48. It is likely that this would be cut down to only two or three days if the only matter in issue were to be Proposed Issue (i) (construction) and Proposed Issue (ii) (the third-party release). But the reason that we were not attracted to Mr Marshall’s suggestion that we might consider that course, is that a separate trial of those two Proposed Issues would not be potentially dispositive; even if POL and Fujitsu were to win, the Claimant would still wish to argue Proposed Issues (iii), (iv) and (v), resulting in the prospect of three trials resulting in further delay, time and cost, whilst even if POL and Fujitsu were to lose on Proposed Issue (i) it would still be necessary to try the Part B and the Part C claims in the same way as if the entirety of the Part A claims were considered first.

49. In many respects the question of costs goes with the question of timing. We consider that the costs of litigating the whole proceedings at a single trial are unlikely to be significantly less than the costs of litigating the Part B claims and the Part C claims, after the court has determined the issues at a separate trial of the Part A claims. Conversely, if the Part A claims were determined in favour of the Defendants there would be a significant saving in costs. In large part this is because there is a very clear distinction between the legal and factual issues to be determined at a trial of the Part A claims and the legal and factual issues to be determined at a trial of the Part B claims and the Part C claims.

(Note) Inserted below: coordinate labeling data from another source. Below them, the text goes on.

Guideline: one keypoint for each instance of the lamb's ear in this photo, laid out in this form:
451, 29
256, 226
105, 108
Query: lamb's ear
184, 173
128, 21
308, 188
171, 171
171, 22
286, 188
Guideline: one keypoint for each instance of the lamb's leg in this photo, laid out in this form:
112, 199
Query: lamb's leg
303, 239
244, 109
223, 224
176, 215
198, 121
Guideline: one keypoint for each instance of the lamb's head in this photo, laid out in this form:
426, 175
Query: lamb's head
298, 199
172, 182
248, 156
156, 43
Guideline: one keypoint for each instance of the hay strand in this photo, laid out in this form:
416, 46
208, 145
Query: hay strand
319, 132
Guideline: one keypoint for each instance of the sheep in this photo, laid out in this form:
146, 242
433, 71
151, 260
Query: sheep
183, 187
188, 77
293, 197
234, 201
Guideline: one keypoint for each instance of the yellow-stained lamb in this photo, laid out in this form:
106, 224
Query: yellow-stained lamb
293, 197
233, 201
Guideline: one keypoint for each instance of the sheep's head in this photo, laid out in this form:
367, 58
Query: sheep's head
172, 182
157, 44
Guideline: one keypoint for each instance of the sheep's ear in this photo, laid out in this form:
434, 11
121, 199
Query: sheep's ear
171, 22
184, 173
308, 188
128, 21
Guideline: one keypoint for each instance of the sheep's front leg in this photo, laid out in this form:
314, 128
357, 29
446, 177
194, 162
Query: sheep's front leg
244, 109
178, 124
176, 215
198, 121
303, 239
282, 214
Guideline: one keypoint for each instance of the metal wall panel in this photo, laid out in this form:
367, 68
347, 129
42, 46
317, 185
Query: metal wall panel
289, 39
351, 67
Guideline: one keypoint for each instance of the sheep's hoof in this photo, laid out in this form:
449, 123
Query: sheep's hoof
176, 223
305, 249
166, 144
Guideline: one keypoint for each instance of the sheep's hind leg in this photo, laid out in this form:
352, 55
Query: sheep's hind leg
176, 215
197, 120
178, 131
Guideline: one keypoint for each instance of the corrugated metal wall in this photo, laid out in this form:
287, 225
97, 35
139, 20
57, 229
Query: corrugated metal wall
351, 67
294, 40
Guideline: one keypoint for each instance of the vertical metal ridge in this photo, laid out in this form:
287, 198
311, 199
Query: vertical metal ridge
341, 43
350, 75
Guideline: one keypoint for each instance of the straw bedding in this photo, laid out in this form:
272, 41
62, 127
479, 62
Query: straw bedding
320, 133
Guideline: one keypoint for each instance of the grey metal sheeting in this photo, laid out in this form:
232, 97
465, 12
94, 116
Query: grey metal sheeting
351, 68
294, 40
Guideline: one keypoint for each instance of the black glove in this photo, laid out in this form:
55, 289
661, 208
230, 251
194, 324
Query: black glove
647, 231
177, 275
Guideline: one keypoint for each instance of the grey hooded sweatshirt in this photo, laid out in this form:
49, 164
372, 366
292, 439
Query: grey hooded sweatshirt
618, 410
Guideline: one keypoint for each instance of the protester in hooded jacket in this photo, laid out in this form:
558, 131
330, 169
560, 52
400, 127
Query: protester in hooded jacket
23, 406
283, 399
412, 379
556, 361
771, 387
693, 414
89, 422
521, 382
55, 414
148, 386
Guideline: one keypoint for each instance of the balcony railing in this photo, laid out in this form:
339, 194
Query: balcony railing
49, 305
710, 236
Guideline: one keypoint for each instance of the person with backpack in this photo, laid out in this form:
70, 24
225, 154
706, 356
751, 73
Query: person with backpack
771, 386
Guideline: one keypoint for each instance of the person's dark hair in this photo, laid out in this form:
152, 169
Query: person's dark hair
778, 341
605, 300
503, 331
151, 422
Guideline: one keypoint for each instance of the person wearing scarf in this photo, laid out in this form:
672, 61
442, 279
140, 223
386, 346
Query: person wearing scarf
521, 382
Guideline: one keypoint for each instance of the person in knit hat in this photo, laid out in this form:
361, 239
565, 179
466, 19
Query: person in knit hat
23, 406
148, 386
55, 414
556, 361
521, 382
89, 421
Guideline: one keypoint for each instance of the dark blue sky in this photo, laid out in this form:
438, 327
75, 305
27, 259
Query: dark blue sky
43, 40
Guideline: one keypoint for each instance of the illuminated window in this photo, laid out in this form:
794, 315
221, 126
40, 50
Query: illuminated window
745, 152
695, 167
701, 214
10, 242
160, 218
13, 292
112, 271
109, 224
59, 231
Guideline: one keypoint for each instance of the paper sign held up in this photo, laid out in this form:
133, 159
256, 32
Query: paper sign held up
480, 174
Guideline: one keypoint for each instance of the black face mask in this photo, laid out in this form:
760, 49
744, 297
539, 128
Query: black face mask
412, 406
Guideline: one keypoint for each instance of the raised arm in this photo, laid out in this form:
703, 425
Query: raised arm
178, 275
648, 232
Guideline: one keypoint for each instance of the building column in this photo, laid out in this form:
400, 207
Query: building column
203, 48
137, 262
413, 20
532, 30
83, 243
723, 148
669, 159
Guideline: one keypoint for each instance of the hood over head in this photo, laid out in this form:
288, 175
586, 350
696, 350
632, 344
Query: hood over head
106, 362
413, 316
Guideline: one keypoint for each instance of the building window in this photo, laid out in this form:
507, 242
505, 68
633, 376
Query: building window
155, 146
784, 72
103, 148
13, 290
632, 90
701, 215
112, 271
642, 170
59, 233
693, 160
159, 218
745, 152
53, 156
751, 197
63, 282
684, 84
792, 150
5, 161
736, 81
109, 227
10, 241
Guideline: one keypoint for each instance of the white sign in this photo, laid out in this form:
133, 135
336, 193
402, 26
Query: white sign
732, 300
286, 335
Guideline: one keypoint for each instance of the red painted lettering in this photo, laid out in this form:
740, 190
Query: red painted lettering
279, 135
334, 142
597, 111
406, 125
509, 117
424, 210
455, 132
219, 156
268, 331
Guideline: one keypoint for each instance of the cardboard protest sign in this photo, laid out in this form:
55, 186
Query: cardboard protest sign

50. However, we accept that the question of a potential increase in costs (and the potential saving in costs) does weigh in the balance when considering whether to order a split trial and we have taken that factor into account accordingly.

51. We have also taken into account, not only the fact that it is likely that there will some increase in the total amount of time spent on resolving the dispute if the Claimant is successful at a separate preliminary trial of the Part A claims, but also the fact that final judgment may be achieved slightly more quickly if a single trial is held rather than if the Part A claims are tried first and then the Part B claims and Part C claims have to follow on.

52. This consideration is all the more acute having regard to the fact that more than 20 years has already passed since the Claimant was suspended from his office as sub postmaster, and it is plain that it is in everybody’s interests that resolution of as many aspects of the dispute as are possible should be reached as quickly as possible.

53. However, we consider that it should be possible to progress the procedural steps necessary for the trial of the Part A claims in short order and to that end have directed a first case management conference before the end of July. Having regard to the time it would take for all the procedural steps to be undertaken and the likely timetable for a trial of all the issues, including when a trial of that length would be likely to be heard, we are doubtful that the final end point will be very different to the end point if there were to be two trials.

54. While we appreciate that the Claimant has said with some force that he is determined to obtain an order that the 2007 Judgment be set aside after a judicial finding of fraud (he does not consider that the offer that POL has already made to cooperate in its setting aside without more is enough) we also take into account: i) that there is some possibility of settlement if the Claimant succeeds on the trial of the Part A claims; and ii) that POL accepts that the proceedings as they relate to the Part B claims and the Part C claims should move forward with all due despatch if it loses at the Part A trial, even if it seeks to appeal.

55. Taking into account all of these considerations and balancing them as we do in furtherance of the overriding objective to manage cases justly efficiently and proportionately including as to costs we were in little doubt that the right answer was to make the order we did at the end of the hearing.